Denim has stood the test of time and will continue to evolve using the best available technology and innovation. Today’s denim has reinvented preconceptions around fiber, construction, weight, and design. Modern denim now represents the temperament and lifestyle of global citizens, as well as our love for our Planet.
Q: What are the challenges that lie ahead for the denim industry amid COVID-19? How should the segment plan to move forward?
Tricia: As discussions on sustainability become more complex across the industry in light of COVID-19, so too has the vocabulary surrounding environmental responsibility given the benefits observed from significantly reduced emissions and pollution during worldwide quarantines. With the industry’s multiple indexes and benchmarks, plus numerous technological advances and organizations enlisted to monitor this, it can be a challenge to stay up to speed. On the operational side, we are also facing a series of challenges such as continual social change, enhancing inclusivity, and COVID-19 recovery.

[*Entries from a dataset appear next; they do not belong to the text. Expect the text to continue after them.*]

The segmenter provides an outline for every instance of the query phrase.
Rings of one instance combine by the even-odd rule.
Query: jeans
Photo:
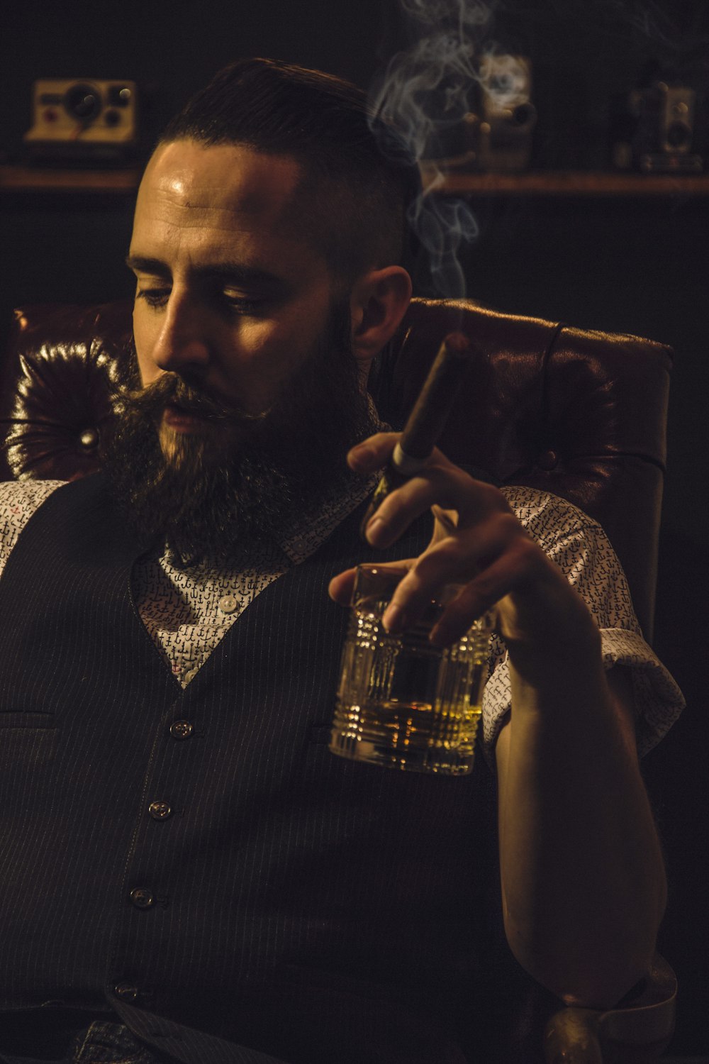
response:
[[[1,1037],[1,1036],[0,1036]],[[65,1057],[16,1057],[0,1048],[0,1064],[159,1064],[122,1024],[95,1019],[77,1032]]]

In general, many brands are still struggling with responsible consumption and production, as is the case across all apparel segments. We can no longer continue to measure success and growth through a brand’s production levels or number of sales. The entire supply network needs to address ways to reduce the environmental impact and improve social standards. Embracing sustainable raw materials is just the beginning. We would need to drive more in-depth discussions about broader aspects of sustainability, including transparency of production, waste management, upcycling, recycling, traceability, and more.
Q: How is Lenzing addressing the problem?
Tricia: We seek to educate the supply chain network about the latest standards and issues surrounding sustainability. Education is essential for brands to enable them to properly define sustainability and understand their supply chain practices, in order to review them accordingly once operations return to normal. At Lenzing, we consider ways to reduce the environmental impact, bringing greater value through discussing the benefits of our wood-based TENCEL™ Lyocell and Modal fibers, as well as connecting various supply chain stakeholders.
We are using our platform – Carved in Blue, to connect, inspire and collaborate. We have been hosting conversations with participants from the global denim community to ask how they feel about the changes. Most recently, we hosted a series of talks with female leaders in the segment on how they are navigating the pandemic and seeking progress in the denim industry.
We also value working with like-minded companies, such as Banana Republic, Country Road, Guess and Levis, who have goals similar to ours. One of our mill partners, Candiani Denim, was awarded for their achievement in developing an authentic denim fabric using no new cotton materials, illustrating how the adoption of new environmentally responsible materials will soon be the norm in the industry.